The bench where Michel Darboux and I had placed ourselves sat in the shade of an old horse chestnut. The tree was too close to the inn for safety, and should long ago have been pruned or removed. Today, however, its leafy curtain was welcome. Even where we sat, the volume of noise that the girls generated was considerable. Their enjoyment of their games served as partial compensation for the fact that we were out in the open air, and I was for that reason a little uncomfortable.
I sipped, did my best to relax, and firmly resisted Alyson and Lucy-Mary’s adjurations to join them in an activity that they described as a game, but which seemed to consist mostly of a pile of girls sitting on top of each other and screaming. At the same time I had my eye on the line of village lads beyond the fence. They were watching my darlings, while pretending to be busy with other matters. The older girls were very aware of them. The gestures of Gloria and Bridget, and to a lesser extent Katherine and Darlene, possessed an exaggerated quality, with screams, tossed-back hair, and bare limbs much in evidence. They were playing to the crowd of their admirers.

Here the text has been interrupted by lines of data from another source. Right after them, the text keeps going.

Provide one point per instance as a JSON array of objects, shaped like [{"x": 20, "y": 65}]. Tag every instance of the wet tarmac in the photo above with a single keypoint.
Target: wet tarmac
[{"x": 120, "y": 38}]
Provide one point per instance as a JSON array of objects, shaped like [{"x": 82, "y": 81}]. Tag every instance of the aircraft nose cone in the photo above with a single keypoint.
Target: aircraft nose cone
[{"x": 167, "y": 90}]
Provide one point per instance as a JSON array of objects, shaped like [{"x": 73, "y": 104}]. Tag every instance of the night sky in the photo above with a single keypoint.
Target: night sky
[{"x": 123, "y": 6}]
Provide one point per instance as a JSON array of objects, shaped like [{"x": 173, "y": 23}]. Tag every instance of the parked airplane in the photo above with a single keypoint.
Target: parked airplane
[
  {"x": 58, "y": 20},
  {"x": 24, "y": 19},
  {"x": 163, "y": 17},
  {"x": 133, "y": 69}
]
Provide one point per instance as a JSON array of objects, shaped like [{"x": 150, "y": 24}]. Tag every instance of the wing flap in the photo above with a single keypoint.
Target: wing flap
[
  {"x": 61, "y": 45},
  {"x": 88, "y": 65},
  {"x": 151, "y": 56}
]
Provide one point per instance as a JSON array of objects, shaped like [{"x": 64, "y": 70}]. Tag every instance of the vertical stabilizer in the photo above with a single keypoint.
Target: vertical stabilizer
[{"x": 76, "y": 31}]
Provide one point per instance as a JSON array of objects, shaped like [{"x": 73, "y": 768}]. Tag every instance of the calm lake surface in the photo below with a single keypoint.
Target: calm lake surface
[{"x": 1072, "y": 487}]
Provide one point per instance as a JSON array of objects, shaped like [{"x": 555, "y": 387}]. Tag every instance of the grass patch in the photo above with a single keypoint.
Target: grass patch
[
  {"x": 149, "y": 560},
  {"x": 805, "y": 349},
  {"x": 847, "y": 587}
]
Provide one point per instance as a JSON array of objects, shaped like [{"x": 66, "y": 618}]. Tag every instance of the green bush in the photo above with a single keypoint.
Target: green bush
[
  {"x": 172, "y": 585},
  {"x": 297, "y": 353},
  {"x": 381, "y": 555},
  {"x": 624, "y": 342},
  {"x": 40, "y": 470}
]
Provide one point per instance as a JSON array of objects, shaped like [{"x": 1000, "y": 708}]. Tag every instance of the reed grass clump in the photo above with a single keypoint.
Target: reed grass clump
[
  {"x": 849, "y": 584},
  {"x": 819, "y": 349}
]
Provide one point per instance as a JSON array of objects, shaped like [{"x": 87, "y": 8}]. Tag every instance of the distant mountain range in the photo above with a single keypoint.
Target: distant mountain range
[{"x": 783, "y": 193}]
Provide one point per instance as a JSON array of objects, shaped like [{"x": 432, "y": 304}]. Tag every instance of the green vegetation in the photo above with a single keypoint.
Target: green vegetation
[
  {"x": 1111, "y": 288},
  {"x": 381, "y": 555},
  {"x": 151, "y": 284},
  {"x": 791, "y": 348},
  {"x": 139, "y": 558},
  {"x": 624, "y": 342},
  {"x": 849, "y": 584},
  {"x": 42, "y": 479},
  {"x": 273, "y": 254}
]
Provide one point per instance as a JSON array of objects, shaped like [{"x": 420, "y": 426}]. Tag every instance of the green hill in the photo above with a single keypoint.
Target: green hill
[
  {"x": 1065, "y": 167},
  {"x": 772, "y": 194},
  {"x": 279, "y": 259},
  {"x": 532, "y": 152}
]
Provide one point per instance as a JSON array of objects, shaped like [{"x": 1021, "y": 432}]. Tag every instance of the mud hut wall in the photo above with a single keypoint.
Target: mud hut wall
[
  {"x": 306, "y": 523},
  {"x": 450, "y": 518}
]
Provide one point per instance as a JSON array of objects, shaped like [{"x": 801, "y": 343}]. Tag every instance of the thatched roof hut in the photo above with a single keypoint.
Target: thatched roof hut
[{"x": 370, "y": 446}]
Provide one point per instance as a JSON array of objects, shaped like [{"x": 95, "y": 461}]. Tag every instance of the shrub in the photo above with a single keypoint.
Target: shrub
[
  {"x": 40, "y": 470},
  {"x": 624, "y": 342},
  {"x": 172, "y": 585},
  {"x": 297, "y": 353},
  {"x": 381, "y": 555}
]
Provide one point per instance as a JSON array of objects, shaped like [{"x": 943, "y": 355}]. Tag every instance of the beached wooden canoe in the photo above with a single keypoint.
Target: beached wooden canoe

Who would know, watching them at careless sport, that even the youngest of my darlings was fluent in three languages and had scientific training and knowledge beyond the average educated sixteen-year-old? Not, I felt sure, the row of pimpled teenage males at the fence.
Darboux was watching, too, over the rim of his glass. He caught my eye. “You are a brave man, m’sieur. Your children are very beautiful. It will not be long before older men will come knocking at your door.”
The idea that this type of behavior could only become worse with adolescence was not one to bring me comfort. I noticed that when Bridget and Katherine were close to the boys they were deliberately showing off their legs.